Auf einmal war alles anders

Hiltrud Theisen, Hörschhausen

Eigentlich sollte ich Ende März einen Friseurtermin haben, aber da bekam ich den Anruf: „Wir müssen schließen - wegen Corona." Fünf Wochen waren seit dem letzten Termin vergangen und jetzt stand ich da. Keiner wusste, wie es weiter gehen sollte! Es gibt Schlimmeres dachte ich. Ich wollte mir sowieso die Haare wachsen lassen, um zu sehen, wie mir das steht. Jetzt hatte ich die Gelegenheit dazu. Aber nach elf Wochen ohne Friseur konnte ich meine Frisur, die man so nicht mehr nennen konnte, nicht mehr sehen.
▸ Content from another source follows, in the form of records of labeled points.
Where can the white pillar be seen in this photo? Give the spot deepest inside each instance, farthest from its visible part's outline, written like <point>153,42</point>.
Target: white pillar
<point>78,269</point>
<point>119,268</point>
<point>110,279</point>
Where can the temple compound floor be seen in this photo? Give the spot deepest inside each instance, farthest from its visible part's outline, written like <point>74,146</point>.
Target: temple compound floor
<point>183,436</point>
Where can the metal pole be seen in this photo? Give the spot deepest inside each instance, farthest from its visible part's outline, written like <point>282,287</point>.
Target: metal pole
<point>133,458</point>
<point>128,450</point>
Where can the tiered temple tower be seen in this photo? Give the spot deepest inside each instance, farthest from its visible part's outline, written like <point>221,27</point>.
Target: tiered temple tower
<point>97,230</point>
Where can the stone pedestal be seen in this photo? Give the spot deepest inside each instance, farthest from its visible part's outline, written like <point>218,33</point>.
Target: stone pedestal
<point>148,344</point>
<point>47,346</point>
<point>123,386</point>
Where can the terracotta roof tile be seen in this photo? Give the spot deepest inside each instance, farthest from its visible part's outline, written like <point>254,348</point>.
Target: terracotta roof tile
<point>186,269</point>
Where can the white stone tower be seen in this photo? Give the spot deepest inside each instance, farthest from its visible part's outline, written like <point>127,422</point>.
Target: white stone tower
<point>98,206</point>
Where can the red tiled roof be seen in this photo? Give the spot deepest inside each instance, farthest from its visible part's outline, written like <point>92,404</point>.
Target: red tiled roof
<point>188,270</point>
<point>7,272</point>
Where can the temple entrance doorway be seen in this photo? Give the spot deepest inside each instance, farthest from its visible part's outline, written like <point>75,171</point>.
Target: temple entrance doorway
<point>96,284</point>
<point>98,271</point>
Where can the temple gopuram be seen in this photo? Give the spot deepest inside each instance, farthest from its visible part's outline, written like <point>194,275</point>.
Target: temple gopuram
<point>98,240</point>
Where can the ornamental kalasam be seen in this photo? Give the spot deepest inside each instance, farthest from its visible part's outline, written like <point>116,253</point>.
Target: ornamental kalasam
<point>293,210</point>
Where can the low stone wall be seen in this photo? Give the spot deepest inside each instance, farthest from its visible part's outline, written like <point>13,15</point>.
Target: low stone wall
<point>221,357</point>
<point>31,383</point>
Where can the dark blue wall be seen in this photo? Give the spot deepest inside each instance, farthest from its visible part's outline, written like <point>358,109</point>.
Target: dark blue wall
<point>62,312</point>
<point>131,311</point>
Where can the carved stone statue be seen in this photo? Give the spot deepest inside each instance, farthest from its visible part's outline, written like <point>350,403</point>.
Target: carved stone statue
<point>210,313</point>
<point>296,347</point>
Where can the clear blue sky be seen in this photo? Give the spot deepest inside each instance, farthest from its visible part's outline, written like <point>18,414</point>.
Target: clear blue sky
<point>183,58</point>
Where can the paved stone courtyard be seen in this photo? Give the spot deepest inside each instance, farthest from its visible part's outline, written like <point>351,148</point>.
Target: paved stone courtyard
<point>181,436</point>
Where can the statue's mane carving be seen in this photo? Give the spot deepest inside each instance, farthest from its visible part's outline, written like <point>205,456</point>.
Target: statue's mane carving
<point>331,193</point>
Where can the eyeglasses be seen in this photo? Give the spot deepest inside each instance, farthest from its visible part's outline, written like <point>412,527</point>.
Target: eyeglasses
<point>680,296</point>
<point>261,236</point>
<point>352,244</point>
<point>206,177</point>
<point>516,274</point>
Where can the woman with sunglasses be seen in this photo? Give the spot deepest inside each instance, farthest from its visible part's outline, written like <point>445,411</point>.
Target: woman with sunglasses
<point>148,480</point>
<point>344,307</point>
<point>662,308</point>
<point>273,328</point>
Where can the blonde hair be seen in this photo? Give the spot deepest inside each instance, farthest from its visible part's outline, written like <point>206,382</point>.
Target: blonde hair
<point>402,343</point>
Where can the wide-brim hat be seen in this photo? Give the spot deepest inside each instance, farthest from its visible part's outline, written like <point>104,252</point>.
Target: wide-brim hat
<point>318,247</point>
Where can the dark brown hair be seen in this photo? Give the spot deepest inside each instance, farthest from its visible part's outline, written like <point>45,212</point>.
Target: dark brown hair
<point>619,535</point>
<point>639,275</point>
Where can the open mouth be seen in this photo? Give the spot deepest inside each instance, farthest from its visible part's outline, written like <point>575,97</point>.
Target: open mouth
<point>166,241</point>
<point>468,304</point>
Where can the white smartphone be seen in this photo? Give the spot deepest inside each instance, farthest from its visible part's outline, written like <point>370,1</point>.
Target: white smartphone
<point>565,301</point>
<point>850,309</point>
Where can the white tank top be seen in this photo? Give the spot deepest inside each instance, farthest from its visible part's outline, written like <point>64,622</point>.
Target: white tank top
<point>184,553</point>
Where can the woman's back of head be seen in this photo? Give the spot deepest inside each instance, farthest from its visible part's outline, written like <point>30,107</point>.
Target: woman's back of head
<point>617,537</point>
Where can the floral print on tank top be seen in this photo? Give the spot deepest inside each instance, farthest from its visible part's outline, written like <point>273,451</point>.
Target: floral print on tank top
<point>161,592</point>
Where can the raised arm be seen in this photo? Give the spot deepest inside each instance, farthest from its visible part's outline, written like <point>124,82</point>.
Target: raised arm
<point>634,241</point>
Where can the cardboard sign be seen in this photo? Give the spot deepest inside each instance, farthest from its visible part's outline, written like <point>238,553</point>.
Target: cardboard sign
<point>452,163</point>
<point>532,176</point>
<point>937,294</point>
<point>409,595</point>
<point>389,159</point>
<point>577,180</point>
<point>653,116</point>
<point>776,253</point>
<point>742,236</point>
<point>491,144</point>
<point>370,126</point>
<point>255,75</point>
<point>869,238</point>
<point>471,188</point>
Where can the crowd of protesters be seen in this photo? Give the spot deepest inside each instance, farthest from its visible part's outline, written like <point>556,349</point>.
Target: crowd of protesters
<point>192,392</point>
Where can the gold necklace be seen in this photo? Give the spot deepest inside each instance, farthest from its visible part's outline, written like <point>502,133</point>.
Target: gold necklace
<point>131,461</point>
Mir kam schon der Gedanke, zum Hundefriseur zu gehen, wo ich auch mit meinen Hunden hin gehe. Der hatte nämlich auf, aber das blieb mir erspart, denn am 4. Mai machte der Friseur wieder auf. Etwa zur gleichen Zeit war die Mutter meiner Schwägerin, die in einem Seniorenheim lebt,

gestürzt und musste operiert werden. Meine Schwägerin durfte ihre Mutter seit deren Einweisung nicht mehr besuchen. Nur mit Hilfe des Personals hatte sie die Möglichkeit, mit ihr zu telefonieren. Das war eine sehr schwere Zeit für sie, denn ein Telefongespräch ersetzt keinen Besuch. Als die Mutter entlassen werden sollte, reifte in meiner Schwägerin der Gedanke, sie zu sich nach Hause zu holen, denn im Seniorenheim waren auch keine Besuche erlaubt. So lebt die Mutter jetzt bei ihr. Eine Bekannte von mir hat Ende April ein Baby bekommen mittels Kaiserschnitt. Wäre ihr Mann nach der Entbindung nach Hause gefahren, hätte er sie nicht mehr besuchen können, denn Besuche waren verboten. So blieb der frisch gebackene Papa die ganze Zeit bis zur Entlassung auch im Krankenhaus. 14 Tage

später waren Besuche für eine Stunde und eine Person am Tag erlaubt.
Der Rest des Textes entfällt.